There is also a possibility that the district judge may find the
reasoning of Casa Clara entirely inapplicable to the facts at hand, and
allow plaintiffs' claims to go forward.
See In re Chinese Manufactured
Drywall, 680 F. Supp. 2d 780, 793-94 (because plaintiffs sufficiently
alleged "more than disappointed economic expectations," the economic
loss rule could no longer be applied to preclude their negligence claims).
Given the current factual allegations of the Complaint, however, this
7
possibility is unlikely.' A stay of discovery is therefore warranted.
See
Fed. R. Civ. P. 26(c).
III. CONCLUSION
The Court GRANTS defendants' motion to stay pending disposition
of the defendants' dismissal motion.
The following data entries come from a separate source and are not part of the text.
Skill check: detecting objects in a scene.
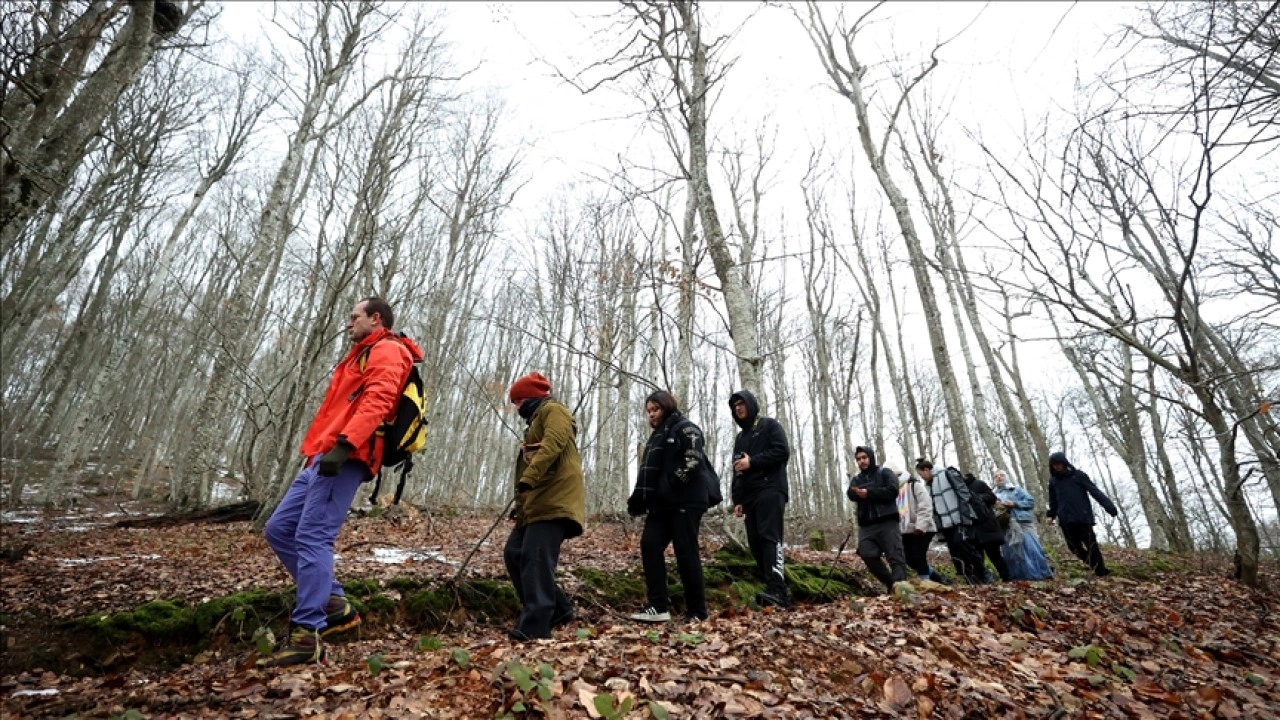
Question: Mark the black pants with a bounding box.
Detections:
[858,518,906,591]
[744,491,790,600]
[980,541,1012,583]
[502,520,573,638]
[1062,523,1111,577]
[942,527,986,585]
[902,533,933,578]
[640,509,707,620]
Doc. 30.
SO ORDERED, this 20th day of October, 2016.
UNITED STATES MAGISTRATE JUDGE
SOUTHERN DISTRICT OF GEORGIA
"When a party seeks a stay pending resolution of a motion to dismiss, a court must
take a preliminary peek at a dispositive motion to assess the likelihood that the motion
will be granted." Sams v. GA West Gate, LLC, 2016 WL 3339764 at * 6 (S.D. Ga. June
10, 2016) (quotes and cites omitted).